1. An infinite series

We know that :

$\sum_{k=0}^{\infty} ( \frac{x}{4} )^k \binom{2k}{k} = \frac{1}{ \sqrt{ 1 - x}} , |x| < 1$

$\sum_{k=0}^{\infty} ( \frac{x}{16} )^k \binom{4k}{2k} , |x| < 1 ~~$ ?

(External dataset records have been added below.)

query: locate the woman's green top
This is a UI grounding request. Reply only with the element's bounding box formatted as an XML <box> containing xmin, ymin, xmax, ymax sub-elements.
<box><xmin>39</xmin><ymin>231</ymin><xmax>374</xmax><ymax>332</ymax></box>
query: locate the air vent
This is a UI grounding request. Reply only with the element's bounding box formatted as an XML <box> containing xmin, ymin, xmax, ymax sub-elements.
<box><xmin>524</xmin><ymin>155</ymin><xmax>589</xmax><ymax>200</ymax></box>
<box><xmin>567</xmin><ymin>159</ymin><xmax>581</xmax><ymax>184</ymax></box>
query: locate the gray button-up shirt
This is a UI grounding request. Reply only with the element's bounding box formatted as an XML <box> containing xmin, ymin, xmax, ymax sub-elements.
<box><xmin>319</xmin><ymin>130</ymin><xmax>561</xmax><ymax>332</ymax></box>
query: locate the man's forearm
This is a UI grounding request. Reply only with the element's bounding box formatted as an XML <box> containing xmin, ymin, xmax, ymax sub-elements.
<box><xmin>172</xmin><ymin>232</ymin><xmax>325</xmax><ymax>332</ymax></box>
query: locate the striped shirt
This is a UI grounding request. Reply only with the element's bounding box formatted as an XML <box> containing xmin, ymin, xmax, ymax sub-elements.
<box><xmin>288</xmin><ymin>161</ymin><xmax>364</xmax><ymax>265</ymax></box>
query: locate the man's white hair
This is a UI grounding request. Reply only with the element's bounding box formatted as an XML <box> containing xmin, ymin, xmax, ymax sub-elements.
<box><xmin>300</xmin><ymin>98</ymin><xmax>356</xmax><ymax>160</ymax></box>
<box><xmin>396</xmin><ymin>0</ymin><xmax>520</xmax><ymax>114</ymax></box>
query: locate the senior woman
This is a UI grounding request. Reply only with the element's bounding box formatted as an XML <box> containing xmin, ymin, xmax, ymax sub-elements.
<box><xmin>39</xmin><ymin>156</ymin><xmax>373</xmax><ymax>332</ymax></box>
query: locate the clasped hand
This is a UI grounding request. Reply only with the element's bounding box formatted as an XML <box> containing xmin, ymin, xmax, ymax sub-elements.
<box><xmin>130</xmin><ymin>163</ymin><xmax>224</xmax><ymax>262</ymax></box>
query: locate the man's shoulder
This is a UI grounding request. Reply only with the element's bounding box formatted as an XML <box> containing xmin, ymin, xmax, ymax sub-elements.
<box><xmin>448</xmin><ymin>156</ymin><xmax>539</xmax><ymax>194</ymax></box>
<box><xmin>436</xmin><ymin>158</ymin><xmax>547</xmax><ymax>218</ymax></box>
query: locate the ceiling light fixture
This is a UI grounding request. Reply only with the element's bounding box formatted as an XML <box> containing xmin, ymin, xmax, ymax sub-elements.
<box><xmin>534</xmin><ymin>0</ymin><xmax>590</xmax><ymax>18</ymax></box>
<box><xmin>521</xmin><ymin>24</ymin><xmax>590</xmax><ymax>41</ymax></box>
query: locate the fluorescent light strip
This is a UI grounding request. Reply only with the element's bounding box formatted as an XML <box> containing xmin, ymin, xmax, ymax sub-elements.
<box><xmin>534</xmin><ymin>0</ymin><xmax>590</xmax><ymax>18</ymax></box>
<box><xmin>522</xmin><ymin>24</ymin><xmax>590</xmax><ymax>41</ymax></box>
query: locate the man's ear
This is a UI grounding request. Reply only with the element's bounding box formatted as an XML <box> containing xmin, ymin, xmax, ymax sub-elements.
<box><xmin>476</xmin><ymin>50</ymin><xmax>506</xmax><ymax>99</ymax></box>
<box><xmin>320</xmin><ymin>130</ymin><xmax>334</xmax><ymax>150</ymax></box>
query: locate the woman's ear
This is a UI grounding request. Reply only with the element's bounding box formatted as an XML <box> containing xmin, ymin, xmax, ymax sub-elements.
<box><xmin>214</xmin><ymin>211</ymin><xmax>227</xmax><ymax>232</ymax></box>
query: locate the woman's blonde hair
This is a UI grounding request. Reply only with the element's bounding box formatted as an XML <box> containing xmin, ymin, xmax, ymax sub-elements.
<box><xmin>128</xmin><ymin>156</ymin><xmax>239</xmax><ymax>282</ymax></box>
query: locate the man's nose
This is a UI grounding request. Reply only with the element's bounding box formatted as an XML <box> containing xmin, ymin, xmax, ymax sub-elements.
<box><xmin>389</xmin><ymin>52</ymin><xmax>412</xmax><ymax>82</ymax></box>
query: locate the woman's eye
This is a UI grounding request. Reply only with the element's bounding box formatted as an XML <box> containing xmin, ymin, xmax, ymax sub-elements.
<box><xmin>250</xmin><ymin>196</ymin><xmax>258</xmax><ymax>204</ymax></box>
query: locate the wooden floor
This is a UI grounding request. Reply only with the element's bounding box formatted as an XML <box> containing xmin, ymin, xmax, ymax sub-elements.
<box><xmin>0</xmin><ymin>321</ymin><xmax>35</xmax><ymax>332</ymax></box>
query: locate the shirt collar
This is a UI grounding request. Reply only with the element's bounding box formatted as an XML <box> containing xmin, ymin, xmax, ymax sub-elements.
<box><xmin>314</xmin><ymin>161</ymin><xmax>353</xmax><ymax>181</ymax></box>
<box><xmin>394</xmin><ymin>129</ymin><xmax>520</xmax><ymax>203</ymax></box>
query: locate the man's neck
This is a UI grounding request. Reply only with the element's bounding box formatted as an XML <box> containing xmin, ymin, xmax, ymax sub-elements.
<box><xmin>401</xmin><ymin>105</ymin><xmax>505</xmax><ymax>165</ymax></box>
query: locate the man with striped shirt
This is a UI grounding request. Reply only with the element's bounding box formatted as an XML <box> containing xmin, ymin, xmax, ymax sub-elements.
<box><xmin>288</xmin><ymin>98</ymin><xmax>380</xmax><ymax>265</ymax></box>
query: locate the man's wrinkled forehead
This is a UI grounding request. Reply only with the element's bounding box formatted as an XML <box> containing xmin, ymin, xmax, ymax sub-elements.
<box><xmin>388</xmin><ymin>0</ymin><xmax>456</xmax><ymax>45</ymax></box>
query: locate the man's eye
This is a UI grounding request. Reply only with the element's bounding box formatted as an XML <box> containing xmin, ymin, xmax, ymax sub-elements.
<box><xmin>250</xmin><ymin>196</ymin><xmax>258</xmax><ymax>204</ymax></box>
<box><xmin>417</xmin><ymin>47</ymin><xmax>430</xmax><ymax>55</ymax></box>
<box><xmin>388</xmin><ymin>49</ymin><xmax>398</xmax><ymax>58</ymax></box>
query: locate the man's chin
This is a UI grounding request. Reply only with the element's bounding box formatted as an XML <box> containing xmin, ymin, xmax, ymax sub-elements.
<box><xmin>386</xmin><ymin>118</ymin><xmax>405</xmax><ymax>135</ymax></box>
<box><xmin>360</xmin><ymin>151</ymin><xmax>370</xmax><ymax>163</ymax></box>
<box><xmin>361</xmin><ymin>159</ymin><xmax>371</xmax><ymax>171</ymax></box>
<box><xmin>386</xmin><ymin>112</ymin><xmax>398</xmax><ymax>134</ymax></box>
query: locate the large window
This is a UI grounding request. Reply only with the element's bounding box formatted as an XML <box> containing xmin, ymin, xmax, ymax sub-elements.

2. Originally Posted by simplependulum
We know that :

$\sum_{k=0}^{\infty} ( \frac{x}{4} )^k \binom{2k}{k} = \frac{1}{ \sqrt{ 1 - x}} , |x| < 1$

$\sum_{k=0}^{\infty} ( \frac{x}{16} )^k \binom{4k}{2k} , |x| < 1 ~~$ ?
If

$\frac{1}{ \sqrt{ 1 - x}} = \sum_{k=0}^{\infty} ( \frac{x}{4} )^k \binom{2k}{k} = 1 + \binom{2}{1} \frac{x}{4} + \binom{4}{2} \left(\frac{x}{4}\right)^2 + \binom{6}{3} \left(\frac{x}{4}\right)^3 + \binom{8}{4} \left(\frac{x}{4}\right)^4 \cdots$

then

$\frac{1}{ \sqrt{ 1 + x}} = 1 - \binom{2}{1} \frac{x}{4} + \binom{4}{2} \left(\frac{x}{4}\right)^2 - \binom{6}{3} \left(\frac{x}{4}\right)^3 + \binom{8}{4} \left(\frac{x}{4}\right)^4 \cdots$

then

$\frac{1}{2}\left( \frac{1}{ \sqrt{ 1 - x}}+ \frac{1}{\sqrt{ 1 + x}}\right) = 1 + \binom{4}{2} \left(\frac{x}{4}\right)^2 + \binom{8}{4} \left(\frac{x}{4}\right)^4 \cdots$

then replace $x$ with $\sqrt{x}$.